This novel follows fourteen year old Karl Stern, a non-practicing Jew growing up in a Germany that was just beginning to marginalize the Jewish world. Karl and his mother both look more aryan, making life for them much easier than it is for his little sister and father, who both have no way to deny their Jewish heritage. While his father is an art dealer, Karl is an aspiring cartoonist, and when at an art show the famous boxer Max Schmeling offers to trade boxing lessons for a painting, Karl sees it as a way to change his life.

Boxing becomes one of the things that keeps Karl sane. He is able to defend himself, but more importantly he is able to blend in. Boxing becomes his life as the world that he has always known crumbles around him. Soon his friendship with Max becomes the only thing that might save him, but where do Max’s loyalties lie?

One of the things that I really loved about this book is that it painted a picture of the pre-concentration camp Germany. I had always wondered exactly how an entire nation decided one day that Jews were so awful that they could be treated like animals and sent to the slaughter. This book shows how it started slowly and simply, and it all came from people sitting back and watching it happen instead of standing up and saying “This is wrong.”

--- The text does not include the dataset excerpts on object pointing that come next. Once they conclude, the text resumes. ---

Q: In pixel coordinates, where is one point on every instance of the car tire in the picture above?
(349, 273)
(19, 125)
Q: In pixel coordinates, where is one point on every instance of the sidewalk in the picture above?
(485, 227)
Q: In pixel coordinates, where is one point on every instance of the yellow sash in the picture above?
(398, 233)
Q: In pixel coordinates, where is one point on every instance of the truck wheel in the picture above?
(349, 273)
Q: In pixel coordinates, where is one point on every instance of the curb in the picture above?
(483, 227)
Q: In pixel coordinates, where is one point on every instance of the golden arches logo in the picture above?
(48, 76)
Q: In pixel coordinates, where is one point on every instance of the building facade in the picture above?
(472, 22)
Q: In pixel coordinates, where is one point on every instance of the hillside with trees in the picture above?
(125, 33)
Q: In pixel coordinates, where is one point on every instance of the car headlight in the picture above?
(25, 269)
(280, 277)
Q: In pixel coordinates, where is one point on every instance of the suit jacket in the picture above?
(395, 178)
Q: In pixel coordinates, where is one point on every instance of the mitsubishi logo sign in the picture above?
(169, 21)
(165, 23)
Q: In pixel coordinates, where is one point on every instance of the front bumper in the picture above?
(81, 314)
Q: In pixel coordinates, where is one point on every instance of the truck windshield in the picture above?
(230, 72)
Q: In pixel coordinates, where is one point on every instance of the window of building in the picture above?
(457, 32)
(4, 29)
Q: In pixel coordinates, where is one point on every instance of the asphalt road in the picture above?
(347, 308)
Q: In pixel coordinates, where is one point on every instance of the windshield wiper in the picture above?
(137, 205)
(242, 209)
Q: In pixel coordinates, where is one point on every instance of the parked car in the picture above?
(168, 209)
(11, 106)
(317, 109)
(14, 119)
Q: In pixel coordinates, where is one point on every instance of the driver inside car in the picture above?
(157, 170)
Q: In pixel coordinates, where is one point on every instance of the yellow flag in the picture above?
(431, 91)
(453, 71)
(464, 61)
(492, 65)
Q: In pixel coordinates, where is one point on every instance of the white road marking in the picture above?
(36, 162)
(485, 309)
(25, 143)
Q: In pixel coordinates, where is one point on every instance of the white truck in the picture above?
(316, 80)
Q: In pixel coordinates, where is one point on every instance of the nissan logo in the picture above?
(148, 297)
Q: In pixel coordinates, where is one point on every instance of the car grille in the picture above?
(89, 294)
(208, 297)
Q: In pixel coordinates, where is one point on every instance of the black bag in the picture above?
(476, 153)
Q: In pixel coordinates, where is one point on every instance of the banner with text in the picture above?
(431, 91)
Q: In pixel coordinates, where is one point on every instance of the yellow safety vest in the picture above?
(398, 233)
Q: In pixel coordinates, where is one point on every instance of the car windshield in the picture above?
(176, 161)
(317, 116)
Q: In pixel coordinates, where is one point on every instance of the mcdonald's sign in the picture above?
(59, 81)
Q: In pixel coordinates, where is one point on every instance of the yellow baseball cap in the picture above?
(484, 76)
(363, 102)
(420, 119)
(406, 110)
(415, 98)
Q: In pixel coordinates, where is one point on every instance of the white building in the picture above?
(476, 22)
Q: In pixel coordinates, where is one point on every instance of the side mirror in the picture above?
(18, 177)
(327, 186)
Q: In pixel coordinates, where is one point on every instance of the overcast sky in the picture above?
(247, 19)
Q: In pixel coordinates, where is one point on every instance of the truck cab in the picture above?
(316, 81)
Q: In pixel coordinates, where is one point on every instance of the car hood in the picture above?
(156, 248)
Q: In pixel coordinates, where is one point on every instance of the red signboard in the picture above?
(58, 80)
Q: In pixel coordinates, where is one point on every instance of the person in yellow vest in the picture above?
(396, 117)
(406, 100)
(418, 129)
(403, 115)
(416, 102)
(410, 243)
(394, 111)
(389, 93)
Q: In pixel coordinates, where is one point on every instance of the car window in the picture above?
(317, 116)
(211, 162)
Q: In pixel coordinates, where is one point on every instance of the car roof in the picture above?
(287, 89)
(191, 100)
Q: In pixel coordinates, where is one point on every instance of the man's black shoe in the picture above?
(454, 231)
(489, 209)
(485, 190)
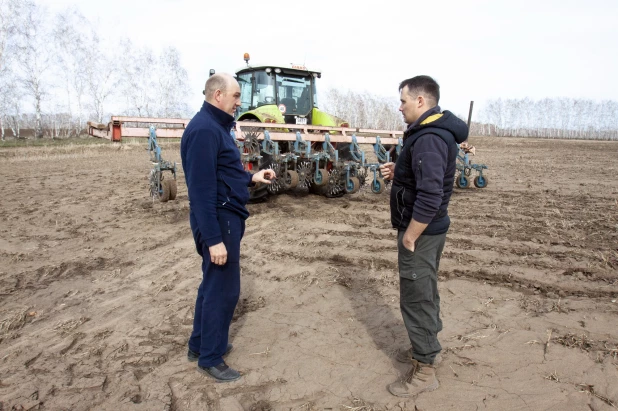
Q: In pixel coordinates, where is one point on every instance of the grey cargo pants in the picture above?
(419, 299)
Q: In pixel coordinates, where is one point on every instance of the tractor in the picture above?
(287, 95)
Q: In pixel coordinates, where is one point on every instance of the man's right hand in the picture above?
(387, 170)
(218, 254)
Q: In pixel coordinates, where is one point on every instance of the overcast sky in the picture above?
(476, 49)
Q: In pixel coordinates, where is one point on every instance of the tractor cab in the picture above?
(281, 94)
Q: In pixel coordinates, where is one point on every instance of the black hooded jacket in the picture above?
(425, 171)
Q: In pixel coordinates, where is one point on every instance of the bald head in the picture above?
(219, 81)
(222, 91)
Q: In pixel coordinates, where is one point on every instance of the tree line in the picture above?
(56, 72)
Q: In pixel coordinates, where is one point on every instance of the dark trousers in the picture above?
(218, 293)
(419, 297)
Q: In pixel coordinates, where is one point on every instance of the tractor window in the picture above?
(295, 94)
(315, 94)
(244, 80)
(264, 92)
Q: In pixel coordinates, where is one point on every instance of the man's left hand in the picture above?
(408, 241)
(264, 176)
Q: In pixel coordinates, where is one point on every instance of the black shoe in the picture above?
(194, 356)
(221, 372)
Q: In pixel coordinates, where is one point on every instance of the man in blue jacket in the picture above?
(218, 193)
(422, 186)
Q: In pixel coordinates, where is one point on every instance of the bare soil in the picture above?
(97, 286)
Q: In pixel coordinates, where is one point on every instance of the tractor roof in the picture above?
(284, 68)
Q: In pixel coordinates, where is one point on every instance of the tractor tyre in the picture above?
(378, 186)
(258, 193)
(353, 185)
(290, 179)
(166, 190)
(480, 181)
(173, 189)
(462, 181)
(321, 178)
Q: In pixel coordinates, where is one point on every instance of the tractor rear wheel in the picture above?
(352, 186)
(321, 177)
(290, 179)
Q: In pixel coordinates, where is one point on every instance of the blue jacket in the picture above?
(214, 173)
(425, 171)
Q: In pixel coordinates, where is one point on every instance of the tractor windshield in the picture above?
(294, 93)
(256, 89)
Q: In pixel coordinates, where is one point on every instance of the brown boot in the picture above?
(405, 356)
(420, 378)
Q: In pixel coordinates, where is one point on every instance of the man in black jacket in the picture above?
(422, 186)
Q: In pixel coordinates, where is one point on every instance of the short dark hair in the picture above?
(422, 84)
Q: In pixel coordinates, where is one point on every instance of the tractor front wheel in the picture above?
(164, 195)
(462, 181)
(377, 186)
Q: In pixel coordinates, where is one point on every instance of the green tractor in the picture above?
(287, 95)
(281, 95)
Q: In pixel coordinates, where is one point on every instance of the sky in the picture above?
(477, 50)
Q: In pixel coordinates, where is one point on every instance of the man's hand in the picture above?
(413, 232)
(408, 241)
(218, 254)
(264, 176)
(387, 170)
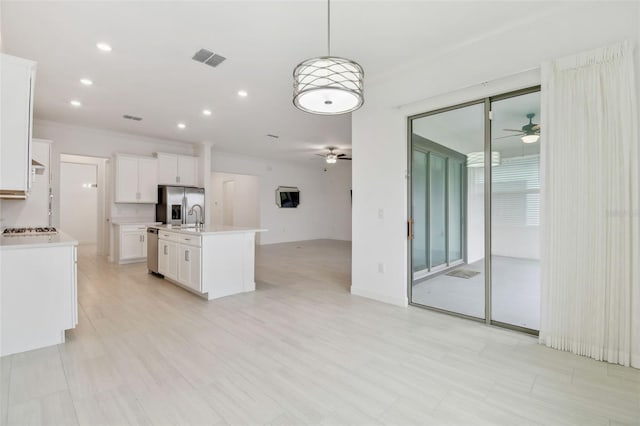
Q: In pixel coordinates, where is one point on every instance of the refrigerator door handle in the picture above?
(184, 209)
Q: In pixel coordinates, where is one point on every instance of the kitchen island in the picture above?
(38, 290)
(211, 262)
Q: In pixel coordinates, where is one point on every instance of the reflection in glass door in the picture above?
(447, 218)
(515, 211)
(475, 204)
(437, 211)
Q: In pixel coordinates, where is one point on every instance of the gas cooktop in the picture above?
(36, 230)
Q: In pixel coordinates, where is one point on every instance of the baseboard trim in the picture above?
(397, 301)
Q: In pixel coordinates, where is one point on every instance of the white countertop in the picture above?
(132, 221)
(208, 230)
(36, 241)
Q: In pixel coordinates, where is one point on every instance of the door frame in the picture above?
(486, 101)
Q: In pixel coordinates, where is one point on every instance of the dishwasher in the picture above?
(152, 250)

I loved the characters and the way that the father develops throughout the story, but the ending felt rushed and forced. I really needed more. Even just ten more pages would have been better. Either way, I wouldn’t unread the book. This book has been great for some of my students who are more reluctant readers, and with the serious lack of male protagonists in young adult literature, it has made recommending books a lot easier.